Havana, Mar 9 (Prensa Latina) The experience to improve Cuba’s democratic model, its people’s power system, cannot be sought in contemporary bourgeois democracies, the lawmaker Rolando Gonzales told Prensa Latina today.

In that regard, Gonzales, who is also the vice-chairman of the International Relations Committee of the People’s Power National Assembly (Parliament), noted that the true nature, which results from recognizing people’s sovereignty, cannot be found in capital-based models.

When I am representing Cuba abroad in inter-parliamentary bodies, or at meetings with diplomats, I am frequently asked about the opposition on the island.

‘I respond, which opposition? Because in Cuba, that opposition is funded from abroad; and it is openly pro-capitalist, pro-imperialist, antisocialist and even antinational,’ he pointed out.

In those scenarios I always say that in our country there is a single political party, but we Cubans can afford to have the world’s major capitalist power, which has historically tried to participate in the internal political game, as the true opposition.

The lawmaker recalled that the United States even tried it before Cuba became an independent country, it later interfered in the country’s path to its independence from Spain; the same happened in the decades of the colonial republic and more clearly in the revolutionary period.

Regardless of all those questions, which generally come from abroad, it is evident enough that those opinions do not represent the interests of those who strive for humanizing the existence of the societies of our time.

Gonzales also referred to the decisions made regarding the system to elect the top leadership of the country.

Internationally, it is said that in Cuba, the people do not elect their head of State or Government.
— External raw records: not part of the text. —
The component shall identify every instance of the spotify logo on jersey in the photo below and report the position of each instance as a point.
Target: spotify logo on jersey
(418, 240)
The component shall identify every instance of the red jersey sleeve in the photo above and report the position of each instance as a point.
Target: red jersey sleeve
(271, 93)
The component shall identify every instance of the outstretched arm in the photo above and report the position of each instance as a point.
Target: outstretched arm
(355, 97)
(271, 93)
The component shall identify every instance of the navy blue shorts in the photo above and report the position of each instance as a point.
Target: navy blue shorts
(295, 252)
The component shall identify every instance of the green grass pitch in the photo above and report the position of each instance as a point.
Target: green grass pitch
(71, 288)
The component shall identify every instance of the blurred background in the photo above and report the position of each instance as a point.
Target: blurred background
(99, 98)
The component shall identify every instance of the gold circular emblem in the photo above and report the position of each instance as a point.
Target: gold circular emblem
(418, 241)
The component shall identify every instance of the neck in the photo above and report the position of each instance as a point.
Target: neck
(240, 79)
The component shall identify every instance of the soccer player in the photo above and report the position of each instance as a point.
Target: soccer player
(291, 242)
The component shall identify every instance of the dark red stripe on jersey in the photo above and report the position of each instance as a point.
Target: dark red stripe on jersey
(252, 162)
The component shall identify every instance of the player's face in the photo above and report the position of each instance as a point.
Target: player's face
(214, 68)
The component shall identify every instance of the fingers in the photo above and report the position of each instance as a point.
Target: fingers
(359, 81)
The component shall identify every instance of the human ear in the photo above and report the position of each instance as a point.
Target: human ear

However, there are many other countries in the world that have an indirect electoral system, even nations that call themselves paradigms of democracy, the lawmaker noted.

In that regard, he explained that in Cuba, in order to head the Council of State, candidates have to be proposed, later approved by a People’s Power municipal assembly, voted as lawmakers in the National Assembly in general elections and, finally, elected at that level and in the Council of State.

With this system, the Cuban process has succeeded in contributing not only to the existence of the nation and a social project, but also to promoting the unity of the nation, on the basis of the heterogeneity of that representation; a vital condition to preserve our existence against foreign harassment and power asymmetry, he concluded.